On Friday morning while we were still in Oregan we were happy to see that his paycheck did get deposited as our cash was running low and then we knew we would be able to really enjoy spending time with Cailan and not have to worry about money anymore.  We arrived just in time on Friday to meet with our new caseworker...who is a Godsend!  She is really nice and pleasant to work with.  She had us meet Cailan that night and even though it was a short visit it was obvious that Cailan felt close to us almost immediately!

The next day we spent the whole day with Cailan and really loved every moment!  We took her to the Aquarium and to eat and just hung out for hours with her.  On Sunday we went to the church she goes to with her foster mom and then we took her for lunch.  On the way back we took her to this really cool place that was like a whimsy metal garden.  Then we went back to her foster home and packed a few of her things to take back with us.

Explaining that was the only hard part because she thought we would be taking her back home with us and she cried...which broke my heart...I hated seeing her get dissapointed...so I comforted her the best I could by explaining to her that we wish we could take her but this was the way we had to do things...that it wasn't our choice to do things this way and that she didn't do anything wrong, that we loved her and that she is our little girl and we will be together soon!

I was upset because I knew this would happen...but there is nothing we could say or do to change the other Social Workers mind when she was setting up the 'Plan of Action' to get our case resolved...even our new Social Worker didn't like this idea.  Thank God we were able to cheer Cailan up again and see her beautiful smile...she looked happy to see us packing her things...it was like she knew we meant what we said to her.  We said our goodbyes and let her know that we are going to finish getting her room ready and that we love her and can't wait to see her again...I could tell she was happy about what we were doing at this point.

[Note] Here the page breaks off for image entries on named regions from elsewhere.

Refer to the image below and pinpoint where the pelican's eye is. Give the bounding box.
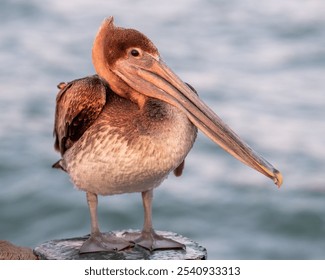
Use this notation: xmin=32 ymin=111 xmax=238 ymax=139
xmin=131 ymin=49 xmax=140 ymax=57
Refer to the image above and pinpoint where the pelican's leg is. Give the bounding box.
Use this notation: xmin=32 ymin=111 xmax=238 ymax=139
xmin=126 ymin=190 xmax=185 ymax=251
xmin=79 ymin=192 xmax=132 ymax=253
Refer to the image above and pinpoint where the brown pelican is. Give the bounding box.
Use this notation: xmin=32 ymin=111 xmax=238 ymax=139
xmin=54 ymin=17 xmax=282 ymax=252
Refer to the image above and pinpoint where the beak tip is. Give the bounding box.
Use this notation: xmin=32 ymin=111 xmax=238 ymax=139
xmin=273 ymin=170 xmax=283 ymax=188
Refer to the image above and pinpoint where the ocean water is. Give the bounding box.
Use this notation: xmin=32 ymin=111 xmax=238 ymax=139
xmin=0 ymin=0 xmax=325 ymax=259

*I wish I could post some photos of her...especially her beautiful smile but due to the sensitivity of this case I don't feel comfortable to post pictures of her but I am sharing our experience of meeting her because it is part of my documenting my life here on this blog.

This experience has truly changed my outlook on so many levels...the first was on TRULY relying on God...I always have but I felt like he wanted to show me some miracles unfold before my very eyes!  I also had to TRUST him completely...which also meant trusting my parents completely with my furbabies and NOT worry about them at all...which I won't lie...was hard!!  But not because my parents wouldn't be good to them but because I tend to worry about "what if's"...which was the same for the driving up there...I think God was sick of me worrying about "what if's" and he made me realize that I wasn't truly trusting him if I was worrying about those...so just before we left I prayed about everything and gave all my worries to the Lord...I truly did...I declared that I wasn't going to worry and that I was going to enjoy myself...I felt like the birdie that finally leaped out of the nest and was delighted to discover that she was flying...no SOARING!!!